List of ubiquitin-related genes

A list of 807 ubiquitin-related human genes was collected from the iUUCD 2.0 database (http://iuucd.biocuckoo.org/), including 8 E1s, 38 E2s, 501 E3s, 97 DUBs, 121 UBDs, and 42 ULDs. We extracted 777 ubiquitin-related genes with available mRNA expression profiles from the TCGA HCC dataset.

Screening for HCC subtypes

On the basis of the expression profiles of ubiquitin-related genes, molecular subtypes were clustered and identified using the ConsensusClusterPlus R package. The clustering was performed using the following settings: 50 iterations, 80% resampling rate, and Euclidean distance. The optimal cluster number was determined by constructing CDF curves. A PCA was performed to compare the gene-expression patterns among different HCC subtypes. A GSEA using the clusterprofiler R package was performed to investigate the pathways correlated with the different HCC subtypes. The Kyoto Encyclopedia of Genes and Genomes (KEGG) gene sets retrieved from the Molecular Signatures Database were used for the GSEA, and the significance threshold was set at an adjusted p value of <0.05.

TME analysis

To evaluate the heterogeneity in the TME among different HCC subtypes, we inferred the immune and stromal cell components. Immune and stromal scores that can represent the infiltration of TME cells were calculated using ESTIMATE algorithm. Specially, stromal score represents the infiltration of stroma cells in neoplastic samples, immune score represents the presence of immune cells in neoplastic samples, and ESTIMATE score infers tumor purity, which is the proportion of cancer cells in the admixture. In addition, the immune cell infiltration was estimated by performing a single-sample GSEA (ssGSEA) using the GSVA R package. Marker genes for 24 types of immune cells, including 11 innate and 13 adaptive immune cells, were acquired from a published study. Based on the gene-expression profiles and marker genes, infiltrating immune cells were quantified by ssGSEA in individual tumor samples.

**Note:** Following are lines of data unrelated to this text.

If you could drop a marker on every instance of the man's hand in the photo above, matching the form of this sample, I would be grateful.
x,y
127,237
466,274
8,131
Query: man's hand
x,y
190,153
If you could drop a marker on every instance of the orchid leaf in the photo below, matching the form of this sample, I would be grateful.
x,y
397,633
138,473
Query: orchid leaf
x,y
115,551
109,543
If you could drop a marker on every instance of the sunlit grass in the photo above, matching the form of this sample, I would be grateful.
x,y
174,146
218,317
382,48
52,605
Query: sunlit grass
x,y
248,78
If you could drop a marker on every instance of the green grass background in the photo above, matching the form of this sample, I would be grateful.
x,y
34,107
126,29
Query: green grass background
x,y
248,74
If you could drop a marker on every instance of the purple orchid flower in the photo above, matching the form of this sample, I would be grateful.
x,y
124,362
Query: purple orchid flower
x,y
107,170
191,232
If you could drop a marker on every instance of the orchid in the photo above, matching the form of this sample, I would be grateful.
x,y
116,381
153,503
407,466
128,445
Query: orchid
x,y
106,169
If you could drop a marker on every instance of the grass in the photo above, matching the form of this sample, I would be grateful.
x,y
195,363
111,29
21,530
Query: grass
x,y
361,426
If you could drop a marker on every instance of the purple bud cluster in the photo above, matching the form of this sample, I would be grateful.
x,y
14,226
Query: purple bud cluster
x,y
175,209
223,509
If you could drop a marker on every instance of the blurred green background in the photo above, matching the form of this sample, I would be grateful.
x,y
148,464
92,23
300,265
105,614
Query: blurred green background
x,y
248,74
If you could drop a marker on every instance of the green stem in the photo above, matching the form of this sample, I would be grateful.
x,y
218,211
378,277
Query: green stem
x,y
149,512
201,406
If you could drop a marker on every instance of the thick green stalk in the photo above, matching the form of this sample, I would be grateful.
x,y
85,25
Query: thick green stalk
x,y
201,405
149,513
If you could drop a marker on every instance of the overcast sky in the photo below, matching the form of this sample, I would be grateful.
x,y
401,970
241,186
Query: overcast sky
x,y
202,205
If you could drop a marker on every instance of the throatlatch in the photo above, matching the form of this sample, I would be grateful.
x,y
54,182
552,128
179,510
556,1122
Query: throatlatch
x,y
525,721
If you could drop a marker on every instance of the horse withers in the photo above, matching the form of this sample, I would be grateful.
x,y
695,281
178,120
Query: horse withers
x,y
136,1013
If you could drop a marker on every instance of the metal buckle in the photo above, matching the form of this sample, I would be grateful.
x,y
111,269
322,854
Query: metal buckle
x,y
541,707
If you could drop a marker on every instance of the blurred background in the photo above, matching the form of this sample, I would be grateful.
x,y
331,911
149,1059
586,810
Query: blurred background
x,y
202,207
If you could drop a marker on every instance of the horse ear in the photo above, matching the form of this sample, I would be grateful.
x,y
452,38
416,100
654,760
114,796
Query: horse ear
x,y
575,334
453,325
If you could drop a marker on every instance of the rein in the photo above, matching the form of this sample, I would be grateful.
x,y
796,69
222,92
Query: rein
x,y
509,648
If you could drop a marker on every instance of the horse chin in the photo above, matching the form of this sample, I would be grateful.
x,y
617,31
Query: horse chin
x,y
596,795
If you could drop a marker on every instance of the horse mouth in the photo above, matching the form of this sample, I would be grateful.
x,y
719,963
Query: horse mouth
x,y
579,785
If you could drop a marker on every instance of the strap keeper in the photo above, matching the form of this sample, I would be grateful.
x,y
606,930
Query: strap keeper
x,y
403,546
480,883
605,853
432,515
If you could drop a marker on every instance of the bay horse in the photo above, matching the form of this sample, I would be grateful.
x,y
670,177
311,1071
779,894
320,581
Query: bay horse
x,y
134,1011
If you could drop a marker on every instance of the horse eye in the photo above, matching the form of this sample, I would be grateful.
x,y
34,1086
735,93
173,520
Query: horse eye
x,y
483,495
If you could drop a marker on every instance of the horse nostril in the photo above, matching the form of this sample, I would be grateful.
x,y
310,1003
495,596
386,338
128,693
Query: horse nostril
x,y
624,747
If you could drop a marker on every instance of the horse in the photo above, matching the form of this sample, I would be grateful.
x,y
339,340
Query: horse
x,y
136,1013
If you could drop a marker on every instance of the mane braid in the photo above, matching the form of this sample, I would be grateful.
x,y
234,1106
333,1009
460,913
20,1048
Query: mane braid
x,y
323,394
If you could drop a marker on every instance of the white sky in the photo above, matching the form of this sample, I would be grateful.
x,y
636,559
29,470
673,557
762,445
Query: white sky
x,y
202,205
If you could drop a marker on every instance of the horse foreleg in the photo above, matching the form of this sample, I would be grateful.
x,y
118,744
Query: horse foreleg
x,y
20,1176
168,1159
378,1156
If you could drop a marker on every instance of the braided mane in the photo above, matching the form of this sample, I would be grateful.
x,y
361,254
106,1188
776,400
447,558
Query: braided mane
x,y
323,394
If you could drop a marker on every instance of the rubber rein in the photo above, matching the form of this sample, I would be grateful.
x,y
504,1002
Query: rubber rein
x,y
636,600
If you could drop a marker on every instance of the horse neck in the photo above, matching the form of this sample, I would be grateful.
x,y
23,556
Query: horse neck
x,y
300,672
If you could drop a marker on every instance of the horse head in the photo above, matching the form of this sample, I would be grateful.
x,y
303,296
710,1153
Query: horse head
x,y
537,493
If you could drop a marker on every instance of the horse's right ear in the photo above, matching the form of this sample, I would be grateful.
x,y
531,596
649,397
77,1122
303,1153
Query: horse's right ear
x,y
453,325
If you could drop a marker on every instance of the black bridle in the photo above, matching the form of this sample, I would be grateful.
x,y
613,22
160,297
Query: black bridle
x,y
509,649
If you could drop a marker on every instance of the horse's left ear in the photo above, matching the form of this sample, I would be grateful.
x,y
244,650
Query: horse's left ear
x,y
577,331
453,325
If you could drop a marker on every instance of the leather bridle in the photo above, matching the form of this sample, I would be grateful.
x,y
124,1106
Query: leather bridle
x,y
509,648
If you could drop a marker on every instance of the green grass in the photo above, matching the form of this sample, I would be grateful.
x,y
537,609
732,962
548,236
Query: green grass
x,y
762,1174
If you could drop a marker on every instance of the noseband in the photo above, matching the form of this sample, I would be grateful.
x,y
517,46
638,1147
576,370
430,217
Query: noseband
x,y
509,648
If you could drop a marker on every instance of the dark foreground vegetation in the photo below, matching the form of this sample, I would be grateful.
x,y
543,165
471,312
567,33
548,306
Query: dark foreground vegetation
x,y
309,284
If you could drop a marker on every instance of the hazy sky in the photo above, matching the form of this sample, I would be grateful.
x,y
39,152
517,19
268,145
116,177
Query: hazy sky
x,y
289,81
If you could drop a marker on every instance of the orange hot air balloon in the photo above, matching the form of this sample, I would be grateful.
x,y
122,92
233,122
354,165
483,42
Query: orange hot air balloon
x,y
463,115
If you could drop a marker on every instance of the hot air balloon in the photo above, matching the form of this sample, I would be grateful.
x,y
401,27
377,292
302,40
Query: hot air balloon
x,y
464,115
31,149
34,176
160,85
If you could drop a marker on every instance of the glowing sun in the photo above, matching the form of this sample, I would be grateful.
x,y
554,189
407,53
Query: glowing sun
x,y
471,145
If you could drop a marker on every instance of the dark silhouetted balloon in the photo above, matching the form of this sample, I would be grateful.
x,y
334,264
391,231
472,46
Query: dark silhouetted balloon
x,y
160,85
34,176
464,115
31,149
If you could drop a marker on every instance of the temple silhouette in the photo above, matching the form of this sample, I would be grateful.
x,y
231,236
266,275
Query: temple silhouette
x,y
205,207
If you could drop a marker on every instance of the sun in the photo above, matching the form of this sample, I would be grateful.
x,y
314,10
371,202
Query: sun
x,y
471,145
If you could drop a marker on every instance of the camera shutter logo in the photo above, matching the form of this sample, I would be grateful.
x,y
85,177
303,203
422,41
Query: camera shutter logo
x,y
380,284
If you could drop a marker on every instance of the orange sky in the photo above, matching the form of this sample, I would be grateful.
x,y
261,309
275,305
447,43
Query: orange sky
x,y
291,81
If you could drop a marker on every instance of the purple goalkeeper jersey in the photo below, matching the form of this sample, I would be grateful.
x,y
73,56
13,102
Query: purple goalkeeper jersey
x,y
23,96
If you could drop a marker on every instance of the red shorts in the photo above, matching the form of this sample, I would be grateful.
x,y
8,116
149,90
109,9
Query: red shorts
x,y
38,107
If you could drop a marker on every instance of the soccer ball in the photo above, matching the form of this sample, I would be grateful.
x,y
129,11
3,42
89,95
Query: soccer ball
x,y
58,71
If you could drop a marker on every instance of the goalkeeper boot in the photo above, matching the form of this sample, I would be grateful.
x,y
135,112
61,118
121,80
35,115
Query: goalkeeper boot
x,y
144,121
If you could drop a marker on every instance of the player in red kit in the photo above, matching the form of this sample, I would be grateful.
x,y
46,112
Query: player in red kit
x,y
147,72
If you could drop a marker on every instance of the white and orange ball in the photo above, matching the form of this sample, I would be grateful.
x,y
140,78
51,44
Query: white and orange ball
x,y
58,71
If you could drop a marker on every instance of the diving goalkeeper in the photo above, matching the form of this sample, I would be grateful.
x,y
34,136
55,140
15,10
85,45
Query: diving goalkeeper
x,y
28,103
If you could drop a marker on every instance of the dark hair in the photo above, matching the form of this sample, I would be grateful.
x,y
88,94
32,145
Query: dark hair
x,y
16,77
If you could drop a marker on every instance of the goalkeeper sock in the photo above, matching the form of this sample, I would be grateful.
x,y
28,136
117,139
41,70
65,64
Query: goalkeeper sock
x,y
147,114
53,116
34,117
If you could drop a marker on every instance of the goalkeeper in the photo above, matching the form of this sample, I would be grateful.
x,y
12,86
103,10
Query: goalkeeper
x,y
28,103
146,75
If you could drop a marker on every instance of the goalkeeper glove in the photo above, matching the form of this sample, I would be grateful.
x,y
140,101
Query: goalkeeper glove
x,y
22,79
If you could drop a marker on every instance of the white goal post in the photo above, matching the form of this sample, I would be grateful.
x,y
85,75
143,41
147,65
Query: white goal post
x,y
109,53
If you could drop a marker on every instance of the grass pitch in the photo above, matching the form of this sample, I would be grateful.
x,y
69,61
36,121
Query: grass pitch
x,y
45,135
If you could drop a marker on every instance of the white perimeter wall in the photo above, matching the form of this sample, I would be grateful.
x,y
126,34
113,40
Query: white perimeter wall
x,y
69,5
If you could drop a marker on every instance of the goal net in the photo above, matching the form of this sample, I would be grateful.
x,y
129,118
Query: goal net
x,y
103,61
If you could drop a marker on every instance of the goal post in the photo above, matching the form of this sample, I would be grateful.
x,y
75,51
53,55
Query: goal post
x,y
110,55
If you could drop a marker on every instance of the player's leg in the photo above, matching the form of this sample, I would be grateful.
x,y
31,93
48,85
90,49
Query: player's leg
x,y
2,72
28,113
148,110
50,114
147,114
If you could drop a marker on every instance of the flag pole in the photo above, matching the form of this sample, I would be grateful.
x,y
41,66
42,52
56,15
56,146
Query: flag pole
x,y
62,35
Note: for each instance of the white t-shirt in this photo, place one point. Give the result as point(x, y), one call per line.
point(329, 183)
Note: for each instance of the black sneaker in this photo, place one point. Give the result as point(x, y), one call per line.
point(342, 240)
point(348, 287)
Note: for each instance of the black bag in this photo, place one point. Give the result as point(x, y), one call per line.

Establishment and evaluation of a ubiquitin-related signature and nomogram

Univariate Cox, LASSO-penalized, and stepwise multivariate Cox regression analyses were performed sequentially to establish a ubiquitin-related prognostic signature. Univariate regression analyses were used to identify ubiquitin-related genes with prognostic value. If p < 0.01, the corresponding genes were considered as prognostic genes. LASSO-penalized regression analysis was then performed to screen prognostic genes. Finally, stepwise multivariate regression analysis was conducted to further screen prognostic genes by using the lowest Akaike information criterions (AIC) value and establish the ubiquitin-related signature. The risk score was calculated as follows: risk score = Σ(Ci × Expi), where “C” is the coefficient of gene derived from the multivariate Cox analysis and “Exp” is the gene expression level. We drew ROC curves to compare the prediction efficiency of the signature and several clinicopathological features. Univariate and multivariate Cox regression analyses were performed to investigate prognostic values for the signature and several clinicopathological features. A nomogram was constructed to predict the probability of OS in HCC patients using the rms R package. Calibration curves were drawn to evaluate the effectiveness of the nomogram using the rms R package.

Statistical analyses

A chi-square test was performed to compare the distribution of clinicopathological features, including age, sex, T/N/M pathological stage, clinical stage, and histological grade, between the different groups. Differences between two groups were tested using the Wilcoxon rank test for non-normally distributed variables, and the unpaired t test for normally distributed variables. The patients were categorized into low- and high-risk groups according to median risk score. Survival analyses were performed to compare the survival of the patients in the different subtypes or in the high- and low-risk groups. All statistical analyses were performed using the R software (version 3.5.2) and GraphPad Prism software programs (version 7). All statistical results with a p value of <0.05 were considered significant.